Minister of State for Scotland
- In office 8 March 1974 – 8 August 1975
- Monarch: Elizabeth II
- Prime Minister: Harold Wilson
- Preceded by: The Lord Polwarth
- Succeeded by: The Lord Kirkhill
- In office 13 October 1969 – 19 June 1970
- Monarch: Elizabeth II
- Prime Minister: Harold Wilson
- Preceded by: New appointment
- Succeeded by: The Baroness Tweedsmuir of Belhelvie

Parliamentary Under-Secretary of State for Scotland
- In office 21 October 1964 – 13 October 1969
- Monarch: Elizabeth II
- Prime Minister: Harold Wilson
- Preceded by: Priscilla Buchan
- Succeeded by: Bruce Millan

Member of the House of Lords Lord Temporal
- In office 7 February 1961 – 31 December 1999 Life Peerage

Personal details
- Born: William Hughes 22 January 1911 Dundee, Scotland
- Died: 31 December 1999 (aged 88) Comrie, Perth and Kinross, Scotland
- Party: Labour
- Spouse: Christian Gordon ​ ​(m. 1951; died 1994)​
- Children: 2
- Occupation: Politician

= William Hughes, Baron Hughes =

English politician

William Hughes, Baron Hughes CBE PC (22 January 1911 – 31 December 1999), was a Scottish Labour party politician who served in the governments of Harold Wilson.

==Background==
Hughes was born in Dundee, and was elected to Dundee Town Council at the age of 22. In 1954 he became Lord Provost of Dundee, a post he held until 1960, while he remained a councillor until 1961. He was also a Justice of the Peace for the city from 1943 until 1974. In the Second World War Hughes was Dundee's civil defense controller until 1943, when he joined the armed forces. He was commissioned in 1944, becoming a Captain by the end of the conflict. He served in the Royal Army Ordnance Corps in India. Burma and Borneo. He stood in the 1945 and 1950 general elections as the Labour Party's candidate for Perth (known as Perth and East Perthshire from 1950), but was not elected, before becoming a life peer on 7 February 1961 as Baron Hughes, of Hawkhill in the City of Dundee, Scotland.

==House of Lords==
Hughes resigned as councillor in March 1961, as he felt that 'he could not guarantee to be a fully effective member' of the body following his appointment to the House of Lords.

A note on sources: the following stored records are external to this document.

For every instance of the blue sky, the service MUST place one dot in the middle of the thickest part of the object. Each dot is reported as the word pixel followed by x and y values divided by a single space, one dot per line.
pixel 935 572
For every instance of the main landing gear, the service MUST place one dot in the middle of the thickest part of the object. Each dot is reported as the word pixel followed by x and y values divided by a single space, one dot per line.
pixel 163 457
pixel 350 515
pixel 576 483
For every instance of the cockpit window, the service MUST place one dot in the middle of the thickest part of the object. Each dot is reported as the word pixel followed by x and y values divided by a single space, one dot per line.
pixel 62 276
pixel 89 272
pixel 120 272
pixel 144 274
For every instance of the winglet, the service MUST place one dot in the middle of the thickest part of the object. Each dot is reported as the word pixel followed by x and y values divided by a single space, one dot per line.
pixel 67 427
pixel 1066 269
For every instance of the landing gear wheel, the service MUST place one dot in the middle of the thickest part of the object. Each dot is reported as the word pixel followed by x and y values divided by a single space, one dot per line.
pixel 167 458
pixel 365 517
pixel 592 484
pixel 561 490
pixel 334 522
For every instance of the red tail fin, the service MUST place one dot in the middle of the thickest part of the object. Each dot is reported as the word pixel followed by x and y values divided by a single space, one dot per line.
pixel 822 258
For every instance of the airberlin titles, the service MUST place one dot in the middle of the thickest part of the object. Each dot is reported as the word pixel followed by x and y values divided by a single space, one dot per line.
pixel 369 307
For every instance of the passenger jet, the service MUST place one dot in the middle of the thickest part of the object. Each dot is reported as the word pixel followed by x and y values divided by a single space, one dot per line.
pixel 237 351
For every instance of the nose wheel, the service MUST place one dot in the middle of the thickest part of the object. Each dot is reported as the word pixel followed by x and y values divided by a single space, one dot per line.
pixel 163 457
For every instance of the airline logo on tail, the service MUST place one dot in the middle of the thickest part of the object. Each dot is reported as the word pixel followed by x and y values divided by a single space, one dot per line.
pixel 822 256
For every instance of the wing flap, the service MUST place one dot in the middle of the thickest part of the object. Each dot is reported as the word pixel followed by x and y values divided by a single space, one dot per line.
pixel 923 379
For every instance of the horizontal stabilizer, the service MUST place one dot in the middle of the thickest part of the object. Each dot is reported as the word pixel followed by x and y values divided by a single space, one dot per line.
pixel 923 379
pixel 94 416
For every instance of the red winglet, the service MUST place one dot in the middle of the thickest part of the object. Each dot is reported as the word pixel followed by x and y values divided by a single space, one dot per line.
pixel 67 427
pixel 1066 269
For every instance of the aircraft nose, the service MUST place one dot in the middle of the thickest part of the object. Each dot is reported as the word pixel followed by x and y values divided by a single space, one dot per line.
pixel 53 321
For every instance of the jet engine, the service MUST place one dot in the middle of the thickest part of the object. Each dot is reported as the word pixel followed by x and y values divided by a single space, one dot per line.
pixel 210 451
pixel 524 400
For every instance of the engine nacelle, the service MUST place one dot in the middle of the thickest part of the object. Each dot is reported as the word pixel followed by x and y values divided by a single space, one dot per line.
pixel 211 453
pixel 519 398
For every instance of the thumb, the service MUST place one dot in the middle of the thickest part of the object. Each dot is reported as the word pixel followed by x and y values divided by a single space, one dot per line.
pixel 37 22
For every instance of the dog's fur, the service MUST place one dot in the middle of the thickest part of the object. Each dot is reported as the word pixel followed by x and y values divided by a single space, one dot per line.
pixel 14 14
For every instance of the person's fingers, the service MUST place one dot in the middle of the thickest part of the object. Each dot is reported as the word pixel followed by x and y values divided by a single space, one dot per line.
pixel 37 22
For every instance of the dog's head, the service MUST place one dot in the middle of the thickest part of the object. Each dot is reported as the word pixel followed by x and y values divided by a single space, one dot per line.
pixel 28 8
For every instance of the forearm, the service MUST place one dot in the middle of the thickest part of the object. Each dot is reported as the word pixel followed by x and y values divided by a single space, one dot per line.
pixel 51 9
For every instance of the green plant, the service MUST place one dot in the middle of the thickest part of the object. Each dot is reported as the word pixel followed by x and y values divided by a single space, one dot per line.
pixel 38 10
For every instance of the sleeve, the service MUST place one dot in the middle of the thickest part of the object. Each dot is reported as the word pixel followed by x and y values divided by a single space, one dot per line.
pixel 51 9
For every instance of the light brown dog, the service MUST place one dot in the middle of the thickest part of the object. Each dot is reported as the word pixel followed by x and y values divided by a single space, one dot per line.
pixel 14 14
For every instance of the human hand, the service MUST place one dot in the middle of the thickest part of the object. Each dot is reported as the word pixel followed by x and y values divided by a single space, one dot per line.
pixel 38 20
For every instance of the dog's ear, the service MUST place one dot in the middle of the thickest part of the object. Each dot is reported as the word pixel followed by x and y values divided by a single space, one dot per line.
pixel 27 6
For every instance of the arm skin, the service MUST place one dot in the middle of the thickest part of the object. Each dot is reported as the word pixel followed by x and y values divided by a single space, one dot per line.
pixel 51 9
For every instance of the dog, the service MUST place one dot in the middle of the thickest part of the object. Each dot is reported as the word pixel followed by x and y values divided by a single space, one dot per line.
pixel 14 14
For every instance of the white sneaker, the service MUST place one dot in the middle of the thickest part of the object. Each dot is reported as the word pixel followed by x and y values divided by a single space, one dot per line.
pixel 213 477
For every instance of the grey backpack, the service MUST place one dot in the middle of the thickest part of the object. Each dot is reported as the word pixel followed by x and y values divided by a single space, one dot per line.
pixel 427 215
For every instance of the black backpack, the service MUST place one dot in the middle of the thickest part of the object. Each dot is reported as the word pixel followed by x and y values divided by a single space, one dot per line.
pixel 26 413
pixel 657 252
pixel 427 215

In Harold Wilson's first government, he served under Scottish Secretary Willie Ross as Under-Secretary of State for Scotland from 1964 to 1969, and then as Minister of State for Scotland from 1969 to 1970 and again from 1974 to 1975. He was made a Privy Councillor in 1970. His obituary in The Herald noted he 'played a key role in persuading the government to proceed with the Tay Road Bridge, at the time the longest road bridge in Europe'. While serving in government, he also laid the foundation stone for Ninewells Hospital on 9 September 1965.

Hughes chaired both the Glenrothes and East Kilbride development corporations, and was also chairman of a royal commission on reforming Scottish legal services. After leaving ministerial office he remained an active peer and was noted for his attacks on the Thatcher and Major governments, on issues such as the introduction of the Poll Tax in Scotland, and Conservative claims about the possible economic impact of Scottish home rule.

==Personal life and death==
Hughes married Christian Gordon in 1951; they had two daughters. His wife died in 1994, and Hughes died at his home in Comrie, Perth and Kinross, on 31 December 1999, at the age of 88.

==Honours==
His honours included the OBE in 1942, raised to a CBE in 1956, receiving the Légion d'honneur (Chevalier) in 1958 and becoming a Privy Counsellor in 1970. He was also appointed as Deputy Lieutenant of the City of Dundee in 1992.